Welcome! Thank you for stopping by to see what’s new in my world. This month I’ve decided to dedicate my Tuesday blogs to sharing the truth about how chronic illness has impacted my life over the last five years. You’re probably thinking…but isn’t that what you already do? Well, yes and no. What I’ve never shared here before is that I often skim the surface of my reality, for you. I’ve always tried to be emotionally responsible with other people’s feelings, and telling the truth here, I fear, would be upsetting or uncomfortable so, I try to keep it light, as best I can, while being as honest as possible. This works fine normally, but it doesn’t allow my true realities to come to light. So, in honor of still being here after five years with this unwelcome guest illness in my body, for the next five blog posts I’m going to let the truths flow freely, as well as share with you how my symptoms impact my life. If you aren’t interested in that and just stop in for my little watercolors at the end, that’s totally okay, just scroll down, they’ll be down there. 😊 Lastly, rest assured my normal posts will resume in August.

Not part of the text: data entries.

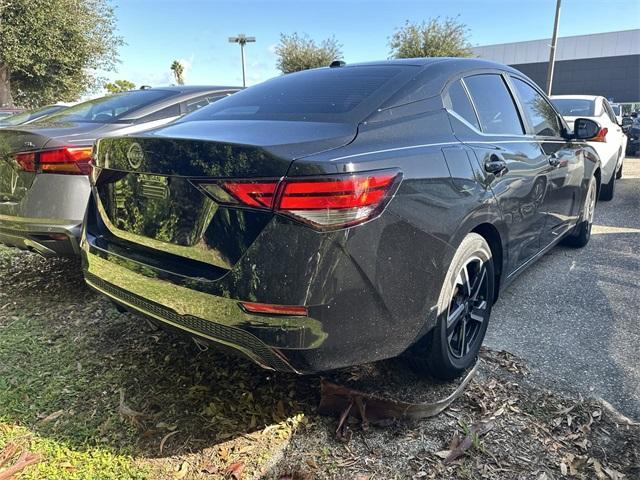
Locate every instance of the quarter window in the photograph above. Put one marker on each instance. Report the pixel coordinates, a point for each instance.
(494, 104)
(541, 114)
(609, 110)
(199, 102)
(458, 101)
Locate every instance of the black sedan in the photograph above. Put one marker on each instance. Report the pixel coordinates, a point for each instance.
(342, 215)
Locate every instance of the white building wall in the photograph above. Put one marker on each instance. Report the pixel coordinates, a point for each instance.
(610, 44)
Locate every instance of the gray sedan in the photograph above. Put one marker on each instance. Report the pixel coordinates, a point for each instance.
(44, 166)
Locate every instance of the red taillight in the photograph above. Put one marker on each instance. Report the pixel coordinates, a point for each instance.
(324, 202)
(66, 160)
(601, 136)
(269, 309)
(339, 201)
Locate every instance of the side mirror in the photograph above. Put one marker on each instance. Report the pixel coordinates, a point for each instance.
(584, 129)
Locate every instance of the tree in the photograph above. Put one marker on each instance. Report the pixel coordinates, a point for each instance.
(434, 38)
(178, 71)
(51, 49)
(119, 86)
(299, 52)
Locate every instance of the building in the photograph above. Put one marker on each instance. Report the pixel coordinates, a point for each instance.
(606, 64)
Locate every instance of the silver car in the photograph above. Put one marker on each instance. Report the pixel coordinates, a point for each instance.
(44, 166)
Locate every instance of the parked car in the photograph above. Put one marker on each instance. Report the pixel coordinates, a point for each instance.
(633, 145)
(617, 111)
(626, 125)
(342, 215)
(44, 187)
(610, 143)
(30, 116)
(7, 112)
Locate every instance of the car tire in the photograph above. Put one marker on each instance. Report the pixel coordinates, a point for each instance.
(582, 232)
(464, 308)
(608, 189)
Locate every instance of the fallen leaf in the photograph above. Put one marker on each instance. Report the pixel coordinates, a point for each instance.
(209, 468)
(223, 452)
(563, 468)
(165, 438)
(182, 471)
(235, 470)
(52, 416)
(613, 474)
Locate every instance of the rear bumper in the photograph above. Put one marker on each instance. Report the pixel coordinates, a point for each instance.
(46, 217)
(45, 237)
(366, 300)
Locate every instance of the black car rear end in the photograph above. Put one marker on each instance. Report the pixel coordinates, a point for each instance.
(216, 226)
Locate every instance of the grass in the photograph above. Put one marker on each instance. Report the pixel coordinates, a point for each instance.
(99, 394)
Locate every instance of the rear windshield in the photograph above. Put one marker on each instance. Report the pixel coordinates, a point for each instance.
(343, 94)
(109, 109)
(20, 118)
(574, 107)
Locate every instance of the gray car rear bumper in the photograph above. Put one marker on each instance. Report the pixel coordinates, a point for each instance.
(48, 216)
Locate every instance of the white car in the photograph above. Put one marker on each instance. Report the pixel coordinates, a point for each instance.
(610, 143)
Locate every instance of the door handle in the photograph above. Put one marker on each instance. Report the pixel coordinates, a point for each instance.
(495, 165)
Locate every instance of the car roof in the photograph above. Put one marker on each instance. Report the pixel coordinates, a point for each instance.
(183, 93)
(576, 97)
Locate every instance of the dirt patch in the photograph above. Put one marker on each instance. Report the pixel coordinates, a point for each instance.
(93, 390)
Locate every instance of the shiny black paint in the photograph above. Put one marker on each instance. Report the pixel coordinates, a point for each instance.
(372, 290)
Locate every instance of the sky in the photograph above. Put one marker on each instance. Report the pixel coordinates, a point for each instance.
(196, 32)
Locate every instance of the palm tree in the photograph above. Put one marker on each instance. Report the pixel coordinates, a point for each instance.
(178, 72)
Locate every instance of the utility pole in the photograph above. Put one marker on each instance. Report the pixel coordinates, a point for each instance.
(552, 53)
(242, 39)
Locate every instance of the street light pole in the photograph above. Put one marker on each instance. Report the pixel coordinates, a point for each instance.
(242, 39)
(552, 53)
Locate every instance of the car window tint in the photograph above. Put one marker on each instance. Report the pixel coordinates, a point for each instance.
(199, 102)
(458, 101)
(574, 107)
(111, 108)
(609, 110)
(167, 112)
(319, 95)
(494, 104)
(541, 115)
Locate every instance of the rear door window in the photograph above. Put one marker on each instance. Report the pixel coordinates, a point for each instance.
(540, 113)
(496, 110)
(574, 107)
(458, 101)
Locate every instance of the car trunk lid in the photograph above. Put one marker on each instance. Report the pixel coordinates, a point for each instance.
(149, 191)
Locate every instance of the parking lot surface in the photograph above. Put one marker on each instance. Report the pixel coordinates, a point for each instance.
(575, 314)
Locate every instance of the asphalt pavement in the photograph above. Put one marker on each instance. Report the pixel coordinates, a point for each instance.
(574, 315)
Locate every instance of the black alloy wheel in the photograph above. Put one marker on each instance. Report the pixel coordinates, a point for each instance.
(469, 308)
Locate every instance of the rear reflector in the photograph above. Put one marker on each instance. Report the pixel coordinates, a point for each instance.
(323, 202)
(66, 160)
(252, 193)
(268, 309)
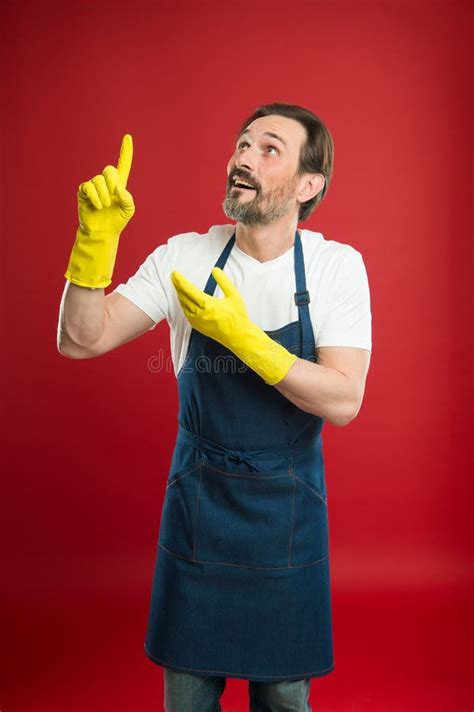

For those of you that have been around since the start of my blogging adventure you likely know a lot of what I will share, but as I said before, this might be a little more ‘oversharey’ than normal. With that, you’ve officially been warned, now let’s get started.
Five years ago, this week, I was on top of the world. I’d just finished homeschooling my son, 8th thru 12th, he graduated with honors, and it was OVER…yay! Homeschooling is no joke, folks! It took a lot out of me, but I don’t regret a single moment of it. I was thinking about switching jobs, same field just a different firm (more money). I’d been waiting to get my son out of school before switching employers just in case I had to work overtime (homeschool was done at nights). I was also thinking about maybe going back to college at night to chase after my own dream of becoming a Licensed Marriage & Family Therapist. I was super healthy, or so I thought, happy, and ready to turn a corner in my life. I’d been eating a whole-food, organic, no dairy, no sugar, no gluten diet (you know…the one they recommend for MECFS) for about a year and a half and was feeling great! My fibromyalgia, which I’d had for 10 years at that point, loved that diet and my pain (my only FM symptom) was pretty well controlled. Things were good, life was good.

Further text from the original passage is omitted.